Avec l’aide de Marie, mère et maîtresse de vie, il s’efforce de devenir éducateur pasteur des jeunes, selon la forme de vie, laïque ou sacerdotale, qui lui est propre. » (C 98)
La formation est vraiment un cadeau précieux du Seigneur qui fait mûrir en nous, en tant que Salésiens de Don Bosco, le don inestimable de l'appel du Père à la vocation chrétienne et consacrée. Bien que la réalité numérique des vocations ne soit pas homogène partout dans le monde, la Congrégation est bénie chaque année avec l'entrée de quelque 450 novices. Remercions Dieu parce que, comme le disent nos Constitutions, chaque appel manifeste combien le Seigneur aime l'Église et notre Congrégation (cf.
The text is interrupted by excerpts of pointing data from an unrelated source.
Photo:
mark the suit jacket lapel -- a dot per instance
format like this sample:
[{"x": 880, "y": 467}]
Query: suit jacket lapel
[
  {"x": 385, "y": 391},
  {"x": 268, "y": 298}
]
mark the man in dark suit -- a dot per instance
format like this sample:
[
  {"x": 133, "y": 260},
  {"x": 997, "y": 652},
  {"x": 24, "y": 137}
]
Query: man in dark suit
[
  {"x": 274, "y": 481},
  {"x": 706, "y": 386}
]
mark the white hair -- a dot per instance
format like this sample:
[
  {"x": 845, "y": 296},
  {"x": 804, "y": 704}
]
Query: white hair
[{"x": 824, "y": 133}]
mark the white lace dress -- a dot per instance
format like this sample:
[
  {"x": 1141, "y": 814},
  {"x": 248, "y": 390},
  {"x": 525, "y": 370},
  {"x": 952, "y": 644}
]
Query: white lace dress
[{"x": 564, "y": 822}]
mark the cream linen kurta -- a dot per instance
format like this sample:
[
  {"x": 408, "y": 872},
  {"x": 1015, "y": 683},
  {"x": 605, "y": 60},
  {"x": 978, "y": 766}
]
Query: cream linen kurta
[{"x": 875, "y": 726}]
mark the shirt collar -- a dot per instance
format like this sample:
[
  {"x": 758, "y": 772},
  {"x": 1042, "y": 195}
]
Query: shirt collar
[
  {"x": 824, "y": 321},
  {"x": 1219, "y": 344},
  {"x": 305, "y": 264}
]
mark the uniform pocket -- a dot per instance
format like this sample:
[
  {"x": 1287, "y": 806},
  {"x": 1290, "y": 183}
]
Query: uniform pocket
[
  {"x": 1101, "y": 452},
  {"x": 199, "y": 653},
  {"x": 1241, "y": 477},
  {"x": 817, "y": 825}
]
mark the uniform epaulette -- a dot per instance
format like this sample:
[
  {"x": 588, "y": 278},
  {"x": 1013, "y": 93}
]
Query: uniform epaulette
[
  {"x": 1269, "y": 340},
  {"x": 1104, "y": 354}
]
C 22).
Cependant, l'Assemblée capitulaire a également reconnu certaines de nos faiblesses et les a exprimées ainsi : « En effet, nous constatons que l'identité consacrée salésienne semble parfois faible et peu enracinée : le primat de Dieu dans la vie personnelle et communautaire n'apparaît pas toujours clairement ; des formes de cléricalisme et de sécularisme risquent d'introduire la « mondanité spirituelle » dans la Congrégation ; la promotion du Salésien laïc reste rare dans certaines régions ; le manque de personnel formé dans le domaine de la salésianité, malgré l'abondance du matériel disponible, est le signe d'une attention insuffisante à l'approfondissement du charisme.»[16] De fait, cette requête est apparue très fortement au cours des travaux de notre CG28.
J’oserais dire que si cela se produit dans toutes les Congrégations religieuses, et même dans la formation des séminaires diocésains, la distance abyssale que l'on perçoit entre la formation et la mission salésienne est sans aucun doute un grand défi pour nous. Peut-être cette distance est-elle due à la grande différence qui existe entre la réalité des maisons de formation initiale et la vie dans les communautés apostoliques (les communautés habituelles de toutes les Provinces) ; peut-être le phénomène dépend-il aussi du fait que la formation ne réussit pas toujours à toucher le cœur du jeune Salésien en formation ; peut-être dans le cursus de formation transmettons-nous des connaissances et des informations qui ne réussissent pas à toucher la vie et la mission salésienne. La croissance est un processus lent d'unification de la personne, qui met en relation expériences de la vie, besoins existentiels, connaissances, mission, rapports, vocation, projet de vie… Dans ce processus d’unification, nous nous formons pour être des éducateurs et des pasteurs dans un monde nouveau et dans une mission renouvelée. Quelle que soit la raison des limites de la formation que nous constatons, nous nous trouvons face à un grand défi que la Congrégation a mis en évidence et que nous devons affronter avec décision au cours du sexennat.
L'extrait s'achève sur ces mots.